Неожиданно услышал голоса лежавших в «секрете» товарищей: «Семь! Семь!»
— Четыре! — сказал я в ответ.
«Семь плюс четыре — одиннадцать». Это был сегодняшний пароль.
В штабной землянке я застал командира и комиссара. Мне показалось, что оба они чем-то озабочены.
— Случилось что-нибудь? — спросил я. — Что-то оба вы невеселые.

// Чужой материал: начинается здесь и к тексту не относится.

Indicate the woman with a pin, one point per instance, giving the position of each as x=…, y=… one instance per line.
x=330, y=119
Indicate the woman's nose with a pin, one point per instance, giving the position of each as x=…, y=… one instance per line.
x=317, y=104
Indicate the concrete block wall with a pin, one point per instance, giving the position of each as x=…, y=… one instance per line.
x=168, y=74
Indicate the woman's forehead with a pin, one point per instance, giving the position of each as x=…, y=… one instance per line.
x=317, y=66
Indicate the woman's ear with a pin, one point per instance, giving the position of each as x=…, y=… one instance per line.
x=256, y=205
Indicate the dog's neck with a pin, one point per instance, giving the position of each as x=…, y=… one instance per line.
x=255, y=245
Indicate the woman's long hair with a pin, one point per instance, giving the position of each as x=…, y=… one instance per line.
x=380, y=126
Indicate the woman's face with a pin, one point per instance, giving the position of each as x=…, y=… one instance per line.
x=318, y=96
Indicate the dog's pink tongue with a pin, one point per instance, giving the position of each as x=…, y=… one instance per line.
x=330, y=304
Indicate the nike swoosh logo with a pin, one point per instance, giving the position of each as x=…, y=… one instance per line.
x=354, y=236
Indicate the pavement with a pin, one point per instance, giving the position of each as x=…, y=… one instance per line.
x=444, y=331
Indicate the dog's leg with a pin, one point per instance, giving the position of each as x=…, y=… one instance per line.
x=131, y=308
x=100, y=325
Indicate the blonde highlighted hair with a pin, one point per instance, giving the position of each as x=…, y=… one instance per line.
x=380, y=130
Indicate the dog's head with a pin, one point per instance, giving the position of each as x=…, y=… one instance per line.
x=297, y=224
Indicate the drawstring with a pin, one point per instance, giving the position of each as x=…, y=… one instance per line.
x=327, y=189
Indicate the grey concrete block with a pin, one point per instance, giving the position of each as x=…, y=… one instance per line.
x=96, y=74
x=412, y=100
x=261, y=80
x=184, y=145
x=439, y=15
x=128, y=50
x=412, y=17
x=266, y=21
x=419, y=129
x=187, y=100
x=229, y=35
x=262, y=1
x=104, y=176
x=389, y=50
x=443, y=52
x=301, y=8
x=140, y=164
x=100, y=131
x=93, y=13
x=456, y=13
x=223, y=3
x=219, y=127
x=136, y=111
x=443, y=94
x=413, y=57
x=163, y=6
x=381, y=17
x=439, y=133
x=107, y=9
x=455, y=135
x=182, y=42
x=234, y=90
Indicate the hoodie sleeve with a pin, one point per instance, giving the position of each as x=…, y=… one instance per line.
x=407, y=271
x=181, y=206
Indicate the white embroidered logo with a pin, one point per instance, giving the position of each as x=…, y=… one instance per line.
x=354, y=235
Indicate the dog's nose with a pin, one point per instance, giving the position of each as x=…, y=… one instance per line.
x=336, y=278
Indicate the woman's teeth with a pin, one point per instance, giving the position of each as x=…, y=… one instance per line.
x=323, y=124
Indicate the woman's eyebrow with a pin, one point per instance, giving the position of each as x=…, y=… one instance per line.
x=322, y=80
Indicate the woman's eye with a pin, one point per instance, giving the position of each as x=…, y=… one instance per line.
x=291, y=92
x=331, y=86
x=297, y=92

— Головко пропал! — сказал командир.
— Как «пропал»?
— А вот так. Пропал, и все.
Два дня назад, рассказали они, в лагерь возвратились разведчики Коржиков и Пушкаренко с донесением для Петра Головко. Донесение они нашли в условленном место — дупле старого клена. Передал его «дядя Костя» — наш человек, по заданию Головко проникший в немецкую комендатуру и работавший там переводчиком. Донесение было тотчас вручено Головко, а минут через десять он явился с ним к командиру отряда:
— «Дядя Костя» срочно вызывает на встречу по очень важному делу! Вот! — Головко поставил на стол лукошко из березовой коры со сломанной ручкой. На дне лежало несколько старых темных грибочков и один гриб побольше, светлый.
— Что же это такое? — спросил командир.
Головко засмеялся:
— Это наш с «дядей Костей» лесной код. Большой белый гриб означает, что есть срочное важное дело. А встретиться надо, как только стемнеет. Об этом говорят темные вот эти грибочки.
— Ну хорошо, — сказал командир, — а где же ты с ним встретиться должен? Тут же больше ничего не сказано!
— И здесь полный порядок. Встретимся мы у сломанной бурей березы, одном из условленных заранее мест встречи. Лукошко-то это из березы, и ручка сломана!
Командир только руками развел. Узнав, что Петру на дорогу к месту встречи и обратно понадобится часов семь-восемь, он дал согласие, лишь попросив его не задерживаться.
Прошло восемь часов. Прошло дважды по восемь. Сутки уже миновали, двое суток, а Головко не возвращался. Беспокойство товарищей передалось и мне. Что с Петром?